Doch zwei echte Schwierigkeiten gibt es auf dem Weg in die andere Koalition tatsächlich: Die bisherigen Überlegungen zur Zukunft der CVP und der FDP beruhen auf einer nationalen Logik der schweizerischen Politik und deren nationaler Öffentlichkeit. Die Parteien, vor allem die beiden alten bürgerlichen, sind jedoch vor allem kantonal verwurzelt und weniger national bestimmt. Sie sind in vielen Kantonen - VS, SG, AG, SO, LU - die beiden grossen traditionellen Antipoden; sie zusammenzuführen auf Grund einer Logik der Bundespolitik bedarf es schier unglaublichen Überzeugungskraft.

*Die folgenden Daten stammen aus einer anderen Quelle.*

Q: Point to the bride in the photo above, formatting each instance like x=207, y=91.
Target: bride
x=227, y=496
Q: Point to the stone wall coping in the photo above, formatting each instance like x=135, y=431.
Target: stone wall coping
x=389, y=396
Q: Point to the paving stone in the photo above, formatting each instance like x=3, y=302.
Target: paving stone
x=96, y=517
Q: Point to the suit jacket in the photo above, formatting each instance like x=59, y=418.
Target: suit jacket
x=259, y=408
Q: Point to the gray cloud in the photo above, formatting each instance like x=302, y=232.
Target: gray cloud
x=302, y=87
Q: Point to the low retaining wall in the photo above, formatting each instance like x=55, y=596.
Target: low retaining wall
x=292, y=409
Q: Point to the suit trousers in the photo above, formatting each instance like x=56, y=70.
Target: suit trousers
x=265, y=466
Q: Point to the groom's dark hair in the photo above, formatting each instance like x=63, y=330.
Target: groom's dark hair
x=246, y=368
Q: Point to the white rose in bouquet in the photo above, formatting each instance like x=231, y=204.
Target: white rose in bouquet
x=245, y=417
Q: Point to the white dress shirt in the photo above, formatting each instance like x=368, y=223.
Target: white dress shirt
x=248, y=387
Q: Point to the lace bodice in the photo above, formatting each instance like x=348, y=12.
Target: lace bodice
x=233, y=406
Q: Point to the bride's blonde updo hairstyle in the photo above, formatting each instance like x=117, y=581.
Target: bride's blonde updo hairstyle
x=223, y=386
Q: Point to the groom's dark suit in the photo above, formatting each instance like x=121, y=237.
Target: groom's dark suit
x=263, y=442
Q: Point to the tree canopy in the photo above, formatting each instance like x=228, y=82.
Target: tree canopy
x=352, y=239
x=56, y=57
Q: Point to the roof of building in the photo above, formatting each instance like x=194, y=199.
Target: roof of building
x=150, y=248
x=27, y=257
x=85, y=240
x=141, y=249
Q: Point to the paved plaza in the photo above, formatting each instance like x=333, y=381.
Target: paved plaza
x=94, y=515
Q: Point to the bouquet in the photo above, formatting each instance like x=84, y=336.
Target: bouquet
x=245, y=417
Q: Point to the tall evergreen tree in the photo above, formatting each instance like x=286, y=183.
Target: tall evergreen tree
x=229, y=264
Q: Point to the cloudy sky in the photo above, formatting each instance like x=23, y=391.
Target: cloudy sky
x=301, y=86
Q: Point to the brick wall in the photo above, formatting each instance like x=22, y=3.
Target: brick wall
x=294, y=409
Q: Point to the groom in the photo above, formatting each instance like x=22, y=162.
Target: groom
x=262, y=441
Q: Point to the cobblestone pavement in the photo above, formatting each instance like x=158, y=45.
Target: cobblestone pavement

Die zweite grosse Herausforderung für die neue wie alte politische Mitte der Schweiz: Sie muss lernen, über den Bilateralismus hinaus europapolitisch Farbe zu bekennen. Da ist die SVP eindeutig. Sie vertritt ebenso ein vormodernes Verständnis der Nation, ebenso wie sie ein Verständnis der staatlichen Souveränität hat, das eher dem 19. Jahrhundert entspricht als dem des 21. Jahrhunderts; ebenso wie sie in den demokratischen Rechten Privilegien des Schweizertums sieht und weniger ein Menschenrecht. Aus diesen Haltungen speist sie ihr mehrfaches Nein zur europäischen Integration. Wer hier unsicher ist, wird von der Macht der SVP aufgesogen. Hier muss sich anders entscheiden, wer ohne die SVP eine neue und moderne Regierung der Schweiz bilden möchte. Hier liegt auch die eigentliche Überzeugungsarbeit, welche diejenigen leisten müssen, die eine Alternative zur SVP wollen. Diese Frage ist wohl noch aufwändiger als die Arbeit an der Systemreform, die wie die gegenwärtigen Stürme rund um das Bundeshaus illustrieren, auch nicht ohne sein wird.

Die Alternative zu dieser progressiven Anstrengung wäre nicht weniger mühsam, jedoch rückwärtsgewandt. Eine von der SVP dominierte Regierung, welche die Zukunft der Schweiz in ihrer Vergangenheit und als grosses Monaco sehen würde.